If you wish to exercise any of these rights, please contact us at hello@netstronghold.com.
You also have the right to lodge a complaint with the Information Commissioner’s Office (ICO) if you are unhappy with how we have used your personal data. More information is available via the ICO’s website.
Third-party websites
Our website may contain links to third-party websites, plug-ins or services (for example, social media platforms or partner sites). Clicking on those links or enabling those connections may allow third parties to collect or share information about you.

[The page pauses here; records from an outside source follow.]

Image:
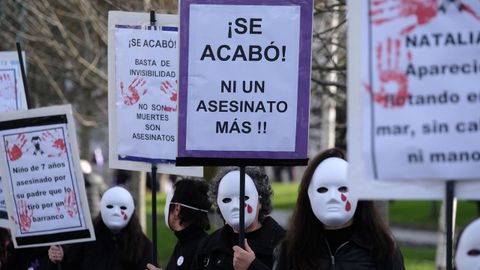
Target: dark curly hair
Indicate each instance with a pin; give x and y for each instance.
(261, 181)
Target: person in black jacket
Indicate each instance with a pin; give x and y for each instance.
(330, 230)
(220, 250)
(186, 214)
(120, 243)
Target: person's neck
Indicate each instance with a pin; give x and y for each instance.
(255, 226)
(348, 224)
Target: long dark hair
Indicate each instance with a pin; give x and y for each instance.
(131, 240)
(306, 233)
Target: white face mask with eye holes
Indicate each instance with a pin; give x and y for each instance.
(116, 208)
(228, 199)
(467, 256)
(329, 193)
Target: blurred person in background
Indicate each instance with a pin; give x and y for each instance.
(467, 256)
(330, 230)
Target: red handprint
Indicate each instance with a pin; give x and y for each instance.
(56, 141)
(70, 203)
(132, 95)
(25, 216)
(171, 91)
(384, 11)
(16, 151)
(391, 74)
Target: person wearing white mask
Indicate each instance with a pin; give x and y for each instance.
(120, 243)
(467, 256)
(220, 250)
(330, 228)
(186, 214)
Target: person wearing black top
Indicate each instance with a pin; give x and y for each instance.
(120, 243)
(186, 214)
(220, 250)
(330, 229)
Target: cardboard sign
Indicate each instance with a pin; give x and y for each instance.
(46, 193)
(244, 83)
(413, 107)
(12, 92)
(12, 98)
(143, 90)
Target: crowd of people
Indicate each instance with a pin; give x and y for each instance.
(329, 229)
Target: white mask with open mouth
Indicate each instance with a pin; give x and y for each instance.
(228, 199)
(468, 250)
(329, 193)
(116, 208)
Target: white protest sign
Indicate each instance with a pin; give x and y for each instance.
(143, 89)
(244, 88)
(46, 192)
(12, 93)
(12, 98)
(413, 106)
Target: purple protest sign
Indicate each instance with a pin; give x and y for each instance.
(244, 80)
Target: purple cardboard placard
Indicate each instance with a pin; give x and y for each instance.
(302, 75)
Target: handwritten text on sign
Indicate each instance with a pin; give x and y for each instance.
(43, 189)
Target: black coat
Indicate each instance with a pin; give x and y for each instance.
(184, 252)
(104, 253)
(354, 254)
(216, 250)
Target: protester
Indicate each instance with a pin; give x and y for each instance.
(120, 243)
(329, 230)
(467, 256)
(186, 214)
(220, 250)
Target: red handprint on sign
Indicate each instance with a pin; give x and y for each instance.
(70, 203)
(171, 91)
(384, 11)
(391, 74)
(25, 216)
(132, 94)
(18, 148)
(57, 143)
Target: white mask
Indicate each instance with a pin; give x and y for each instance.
(228, 199)
(468, 250)
(329, 193)
(166, 210)
(116, 208)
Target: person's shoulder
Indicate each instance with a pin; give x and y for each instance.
(272, 226)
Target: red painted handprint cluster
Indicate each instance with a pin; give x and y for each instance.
(16, 147)
(70, 203)
(392, 74)
(132, 94)
(170, 90)
(384, 11)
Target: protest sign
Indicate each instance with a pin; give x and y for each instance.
(12, 98)
(12, 94)
(244, 82)
(46, 194)
(413, 107)
(143, 90)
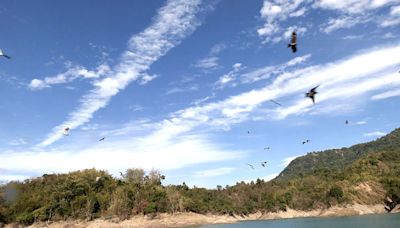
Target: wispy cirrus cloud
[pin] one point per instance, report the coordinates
(72, 73)
(276, 15)
(387, 94)
(374, 134)
(173, 23)
(212, 60)
(214, 172)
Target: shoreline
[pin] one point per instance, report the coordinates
(188, 219)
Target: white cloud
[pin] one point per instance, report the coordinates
(72, 73)
(136, 108)
(147, 78)
(385, 95)
(229, 78)
(268, 71)
(340, 23)
(182, 89)
(273, 12)
(216, 49)
(208, 63)
(285, 162)
(353, 37)
(277, 13)
(374, 134)
(173, 23)
(18, 142)
(214, 172)
(266, 178)
(173, 141)
(361, 122)
(165, 153)
(352, 6)
(389, 35)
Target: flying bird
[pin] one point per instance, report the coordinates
(66, 131)
(311, 93)
(263, 164)
(4, 55)
(293, 42)
(275, 102)
(251, 166)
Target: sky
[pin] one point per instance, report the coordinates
(185, 86)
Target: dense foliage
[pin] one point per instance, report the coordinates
(372, 175)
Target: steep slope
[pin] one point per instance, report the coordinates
(338, 158)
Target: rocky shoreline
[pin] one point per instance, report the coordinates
(193, 219)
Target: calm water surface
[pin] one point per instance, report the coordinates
(365, 221)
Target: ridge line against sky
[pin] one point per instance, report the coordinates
(161, 141)
(173, 23)
(209, 111)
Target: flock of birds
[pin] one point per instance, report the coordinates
(310, 94)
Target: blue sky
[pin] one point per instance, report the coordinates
(177, 85)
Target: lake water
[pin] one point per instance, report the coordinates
(365, 221)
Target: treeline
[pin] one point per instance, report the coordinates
(90, 194)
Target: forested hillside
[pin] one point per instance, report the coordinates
(367, 174)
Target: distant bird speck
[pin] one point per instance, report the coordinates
(4, 55)
(275, 102)
(311, 93)
(66, 131)
(251, 166)
(293, 42)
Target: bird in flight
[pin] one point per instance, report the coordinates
(293, 42)
(311, 93)
(4, 55)
(66, 131)
(275, 102)
(251, 166)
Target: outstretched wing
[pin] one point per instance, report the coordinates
(294, 48)
(313, 90)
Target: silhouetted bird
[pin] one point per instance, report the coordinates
(66, 131)
(293, 42)
(311, 93)
(251, 166)
(263, 164)
(4, 55)
(275, 102)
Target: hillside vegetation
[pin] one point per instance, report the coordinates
(366, 173)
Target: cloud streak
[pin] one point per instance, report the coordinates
(173, 23)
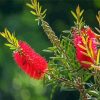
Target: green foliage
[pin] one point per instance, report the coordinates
(13, 42)
(78, 17)
(37, 10)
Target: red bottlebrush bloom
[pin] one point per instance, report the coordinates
(29, 61)
(86, 50)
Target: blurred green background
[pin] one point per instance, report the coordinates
(15, 15)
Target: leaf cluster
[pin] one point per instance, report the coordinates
(78, 17)
(13, 42)
(37, 9)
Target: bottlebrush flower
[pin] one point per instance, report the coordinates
(85, 44)
(29, 61)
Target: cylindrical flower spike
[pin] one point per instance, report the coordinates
(85, 44)
(29, 61)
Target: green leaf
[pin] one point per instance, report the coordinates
(34, 13)
(75, 16)
(93, 93)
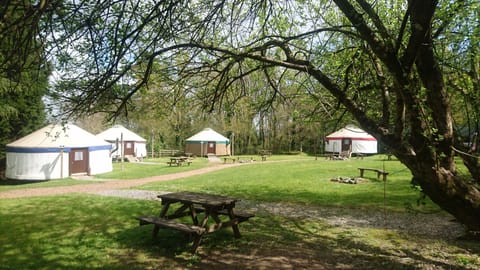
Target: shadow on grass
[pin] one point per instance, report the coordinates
(15, 182)
(271, 242)
(87, 231)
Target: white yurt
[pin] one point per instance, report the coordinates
(208, 142)
(352, 139)
(133, 144)
(55, 152)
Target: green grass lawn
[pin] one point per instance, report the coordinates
(96, 232)
(308, 181)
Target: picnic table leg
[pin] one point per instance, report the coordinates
(193, 214)
(162, 214)
(196, 243)
(236, 231)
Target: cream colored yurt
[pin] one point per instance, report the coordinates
(133, 144)
(208, 142)
(55, 152)
(351, 139)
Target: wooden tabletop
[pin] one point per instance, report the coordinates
(197, 198)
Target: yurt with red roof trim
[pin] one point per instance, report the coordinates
(351, 139)
(208, 142)
(55, 152)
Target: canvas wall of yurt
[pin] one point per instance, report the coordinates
(351, 138)
(55, 152)
(133, 144)
(208, 142)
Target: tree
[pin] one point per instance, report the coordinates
(383, 61)
(23, 74)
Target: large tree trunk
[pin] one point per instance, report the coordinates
(453, 193)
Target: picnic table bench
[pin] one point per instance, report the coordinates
(378, 171)
(232, 159)
(179, 161)
(192, 204)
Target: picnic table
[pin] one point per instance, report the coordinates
(179, 161)
(209, 213)
(378, 171)
(232, 159)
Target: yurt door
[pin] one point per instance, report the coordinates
(128, 148)
(346, 144)
(78, 160)
(211, 148)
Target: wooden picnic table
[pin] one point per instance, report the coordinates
(209, 213)
(179, 161)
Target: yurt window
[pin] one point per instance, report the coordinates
(78, 155)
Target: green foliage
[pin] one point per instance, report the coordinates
(23, 76)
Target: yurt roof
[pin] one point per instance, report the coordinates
(54, 136)
(116, 132)
(352, 132)
(208, 135)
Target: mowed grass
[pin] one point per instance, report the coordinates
(96, 232)
(308, 181)
(126, 170)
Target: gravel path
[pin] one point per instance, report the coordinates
(439, 226)
(93, 188)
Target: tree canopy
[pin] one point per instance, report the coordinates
(406, 71)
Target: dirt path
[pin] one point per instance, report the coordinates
(110, 184)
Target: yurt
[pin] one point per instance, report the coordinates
(208, 142)
(133, 144)
(55, 152)
(352, 139)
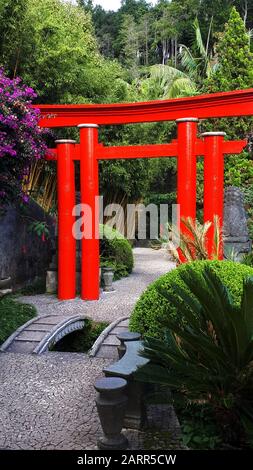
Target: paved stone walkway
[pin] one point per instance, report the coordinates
(48, 401)
(149, 265)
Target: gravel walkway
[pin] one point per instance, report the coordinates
(47, 401)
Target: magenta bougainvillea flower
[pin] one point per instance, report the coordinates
(21, 139)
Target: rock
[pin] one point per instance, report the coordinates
(235, 230)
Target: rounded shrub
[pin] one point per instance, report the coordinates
(115, 251)
(152, 307)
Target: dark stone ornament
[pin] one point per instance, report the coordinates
(111, 405)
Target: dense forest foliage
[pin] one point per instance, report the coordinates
(83, 54)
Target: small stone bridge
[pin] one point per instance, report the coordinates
(41, 333)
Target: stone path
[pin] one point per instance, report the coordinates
(149, 265)
(58, 318)
(106, 344)
(47, 401)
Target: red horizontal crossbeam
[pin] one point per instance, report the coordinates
(137, 151)
(148, 151)
(232, 103)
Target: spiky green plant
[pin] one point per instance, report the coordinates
(208, 351)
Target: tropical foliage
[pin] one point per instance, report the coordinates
(152, 308)
(193, 240)
(207, 354)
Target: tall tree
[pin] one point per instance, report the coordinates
(13, 41)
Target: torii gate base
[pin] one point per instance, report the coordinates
(187, 147)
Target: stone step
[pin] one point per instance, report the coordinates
(118, 329)
(52, 320)
(107, 352)
(111, 340)
(123, 323)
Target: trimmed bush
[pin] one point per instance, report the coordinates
(116, 251)
(151, 308)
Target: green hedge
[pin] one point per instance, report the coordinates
(116, 251)
(151, 308)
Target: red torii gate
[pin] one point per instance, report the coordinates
(186, 148)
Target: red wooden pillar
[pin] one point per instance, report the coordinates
(89, 192)
(66, 202)
(186, 168)
(213, 185)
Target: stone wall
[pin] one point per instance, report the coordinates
(23, 254)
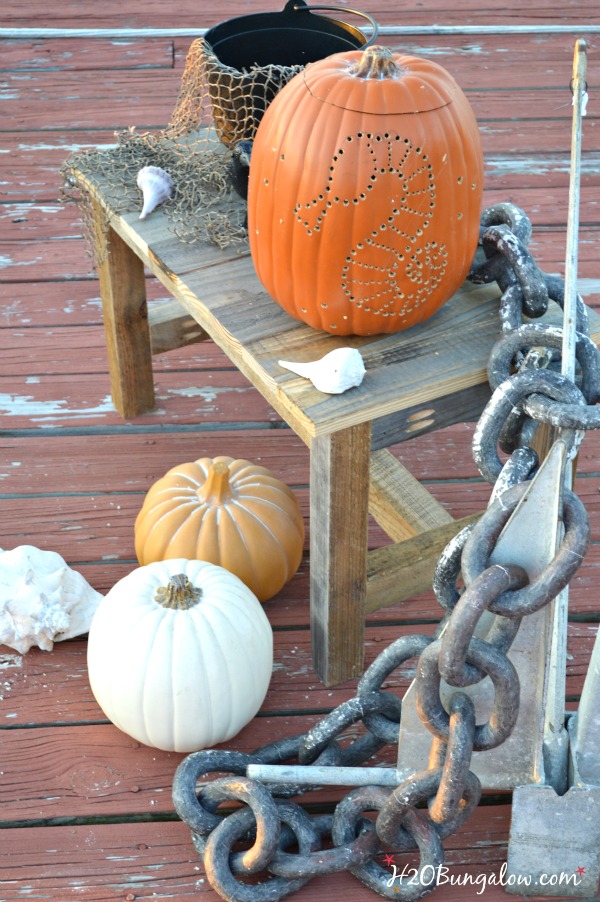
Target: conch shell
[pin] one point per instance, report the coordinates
(42, 600)
(156, 186)
(334, 373)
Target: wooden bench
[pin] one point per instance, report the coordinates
(429, 377)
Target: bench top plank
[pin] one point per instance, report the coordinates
(220, 289)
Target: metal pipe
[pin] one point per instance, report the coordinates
(28, 34)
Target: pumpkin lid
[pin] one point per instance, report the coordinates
(379, 82)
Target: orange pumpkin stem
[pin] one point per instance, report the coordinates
(216, 490)
(179, 594)
(377, 62)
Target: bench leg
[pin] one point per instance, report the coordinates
(339, 503)
(123, 292)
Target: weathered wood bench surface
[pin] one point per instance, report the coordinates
(84, 811)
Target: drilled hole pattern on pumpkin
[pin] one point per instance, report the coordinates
(395, 247)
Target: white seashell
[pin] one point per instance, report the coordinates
(42, 600)
(334, 373)
(156, 186)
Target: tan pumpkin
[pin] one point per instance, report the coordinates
(364, 196)
(229, 512)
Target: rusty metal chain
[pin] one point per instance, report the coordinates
(526, 391)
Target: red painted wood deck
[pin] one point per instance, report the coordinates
(85, 812)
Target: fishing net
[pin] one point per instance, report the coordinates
(202, 148)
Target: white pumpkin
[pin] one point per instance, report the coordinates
(180, 655)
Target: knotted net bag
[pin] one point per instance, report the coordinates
(217, 108)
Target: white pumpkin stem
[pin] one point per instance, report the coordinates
(377, 62)
(216, 489)
(179, 594)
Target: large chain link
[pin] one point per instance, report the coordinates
(527, 390)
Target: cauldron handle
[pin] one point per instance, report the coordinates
(300, 6)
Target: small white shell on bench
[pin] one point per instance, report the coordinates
(334, 373)
(156, 186)
(42, 600)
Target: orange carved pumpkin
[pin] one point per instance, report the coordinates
(365, 192)
(228, 512)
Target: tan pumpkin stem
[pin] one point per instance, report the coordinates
(377, 62)
(216, 489)
(179, 594)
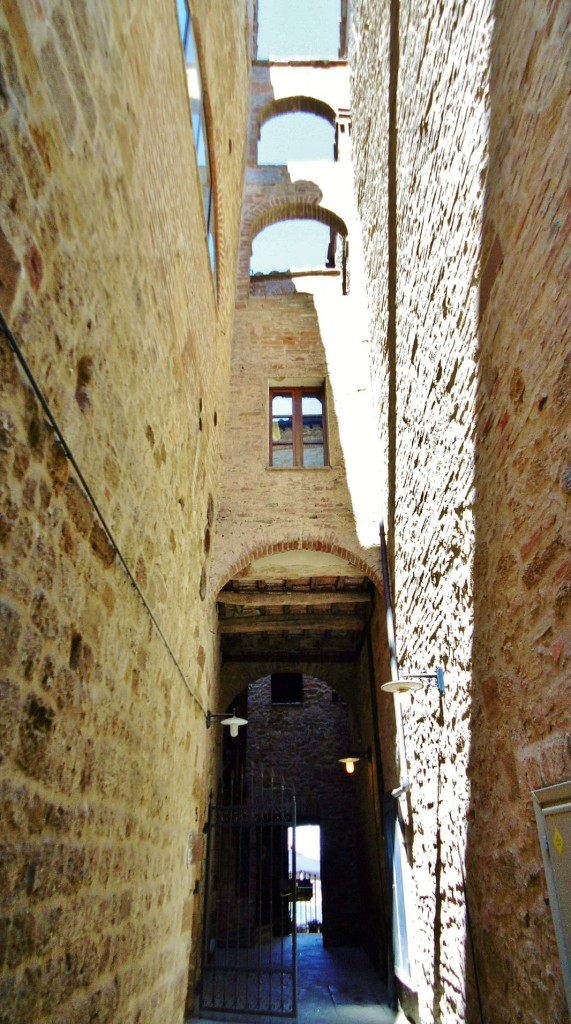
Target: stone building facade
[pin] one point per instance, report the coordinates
(155, 564)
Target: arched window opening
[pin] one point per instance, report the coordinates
(302, 31)
(293, 245)
(194, 85)
(296, 136)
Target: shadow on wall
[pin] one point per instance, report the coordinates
(521, 577)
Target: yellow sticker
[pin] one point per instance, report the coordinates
(558, 841)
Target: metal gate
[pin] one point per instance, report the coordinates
(249, 946)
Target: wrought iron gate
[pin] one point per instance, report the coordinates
(249, 946)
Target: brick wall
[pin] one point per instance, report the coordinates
(106, 287)
(459, 147)
(304, 742)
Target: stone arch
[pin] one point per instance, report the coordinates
(295, 104)
(296, 210)
(299, 544)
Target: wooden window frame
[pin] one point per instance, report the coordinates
(297, 393)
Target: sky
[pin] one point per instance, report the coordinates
(298, 29)
(295, 29)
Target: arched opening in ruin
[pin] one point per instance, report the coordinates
(292, 245)
(296, 136)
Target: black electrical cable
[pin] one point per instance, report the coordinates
(472, 944)
(69, 455)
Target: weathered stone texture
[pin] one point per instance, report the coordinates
(478, 427)
(105, 284)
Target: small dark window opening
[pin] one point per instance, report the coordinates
(287, 687)
(298, 434)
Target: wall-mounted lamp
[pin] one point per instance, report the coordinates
(351, 760)
(230, 720)
(406, 684)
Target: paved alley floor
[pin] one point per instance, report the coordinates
(335, 986)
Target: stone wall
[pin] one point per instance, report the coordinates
(107, 659)
(459, 148)
(303, 742)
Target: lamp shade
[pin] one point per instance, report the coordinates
(234, 723)
(401, 685)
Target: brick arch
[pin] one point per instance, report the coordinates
(297, 544)
(299, 209)
(296, 104)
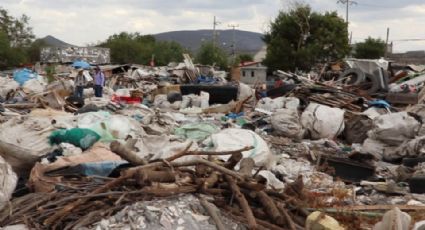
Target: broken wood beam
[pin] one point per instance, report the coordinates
(243, 203)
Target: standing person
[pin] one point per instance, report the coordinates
(99, 82)
(80, 82)
(50, 72)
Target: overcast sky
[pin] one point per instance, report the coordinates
(81, 22)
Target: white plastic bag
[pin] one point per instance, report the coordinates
(394, 128)
(322, 121)
(205, 98)
(8, 181)
(33, 86)
(234, 139)
(394, 219)
(286, 122)
(376, 148)
(7, 85)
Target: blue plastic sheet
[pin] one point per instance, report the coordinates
(23, 75)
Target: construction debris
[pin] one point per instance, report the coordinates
(181, 147)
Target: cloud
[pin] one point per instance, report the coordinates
(86, 21)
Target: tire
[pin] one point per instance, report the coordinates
(352, 76)
(174, 96)
(371, 84)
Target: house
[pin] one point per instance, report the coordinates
(252, 73)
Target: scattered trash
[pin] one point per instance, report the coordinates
(394, 219)
(182, 147)
(322, 121)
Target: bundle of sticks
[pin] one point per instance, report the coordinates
(238, 193)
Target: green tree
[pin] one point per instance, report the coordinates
(208, 54)
(370, 49)
(17, 29)
(136, 48)
(33, 51)
(245, 57)
(300, 38)
(15, 39)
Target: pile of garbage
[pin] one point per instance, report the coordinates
(180, 147)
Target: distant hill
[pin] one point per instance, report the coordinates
(246, 42)
(52, 41)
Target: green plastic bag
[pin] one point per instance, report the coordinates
(83, 138)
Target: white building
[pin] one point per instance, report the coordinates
(253, 73)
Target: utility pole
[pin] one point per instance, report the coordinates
(215, 23)
(233, 26)
(347, 4)
(386, 42)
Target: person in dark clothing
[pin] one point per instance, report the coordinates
(99, 82)
(80, 82)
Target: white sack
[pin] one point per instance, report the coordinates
(394, 128)
(286, 122)
(322, 121)
(7, 85)
(234, 139)
(394, 219)
(33, 86)
(8, 181)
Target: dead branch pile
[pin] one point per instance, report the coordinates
(79, 202)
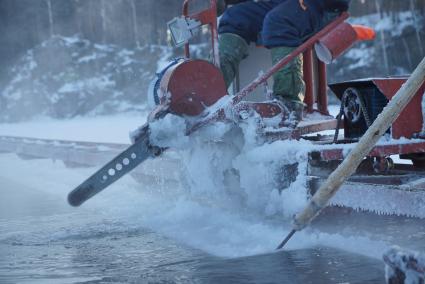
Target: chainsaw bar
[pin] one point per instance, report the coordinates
(116, 168)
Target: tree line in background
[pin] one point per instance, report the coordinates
(129, 23)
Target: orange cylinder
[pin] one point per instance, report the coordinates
(333, 44)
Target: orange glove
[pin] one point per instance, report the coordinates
(302, 4)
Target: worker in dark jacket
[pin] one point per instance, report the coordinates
(281, 26)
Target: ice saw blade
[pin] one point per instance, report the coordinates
(116, 168)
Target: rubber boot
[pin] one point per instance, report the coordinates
(232, 49)
(288, 86)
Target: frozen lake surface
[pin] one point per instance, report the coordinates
(162, 234)
(42, 240)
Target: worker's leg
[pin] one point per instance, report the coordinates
(239, 25)
(286, 27)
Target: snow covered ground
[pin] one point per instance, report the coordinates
(110, 129)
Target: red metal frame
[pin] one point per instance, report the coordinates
(394, 148)
(305, 47)
(206, 17)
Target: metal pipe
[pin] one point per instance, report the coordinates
(308, 79)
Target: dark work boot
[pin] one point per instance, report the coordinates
(232, 49)
(288, 86)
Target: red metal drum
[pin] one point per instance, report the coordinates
(191, 86)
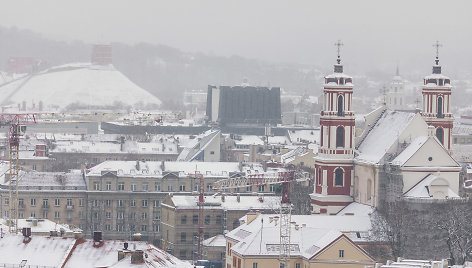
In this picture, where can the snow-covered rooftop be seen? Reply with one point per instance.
(230, 202)
(383, 135)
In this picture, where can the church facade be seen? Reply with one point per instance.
(389, 155)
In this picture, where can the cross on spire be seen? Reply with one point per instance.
(437, 45)
(339, 44)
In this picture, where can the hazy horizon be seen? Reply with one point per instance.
(377, 34)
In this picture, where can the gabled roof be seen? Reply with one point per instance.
(422, 189)
(414, 146)
(383, 135)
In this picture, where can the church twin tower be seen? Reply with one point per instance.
(334, 164)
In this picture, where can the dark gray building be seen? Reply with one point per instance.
(243, 105)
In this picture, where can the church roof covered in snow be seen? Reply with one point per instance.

We are not responsible for the privacy practices of those third parties and encourage you to read the privacy policies of every website you visit.
Children
Our website and services are aimed at business users and are not intended for children. We do not knowingly collect personal data relating to children. If you believe we have collected personal data about a child, please contact us so that we can delete it.
Changes to this Privacy Policy
We may update this Privacy Policy from time to time to reflect changes in law, technology, our services or our practices. When we do, we will revise the “Last updated” date at the top of this page.
We encourage you to review this page periodically to stay informed about how we handle your personal data.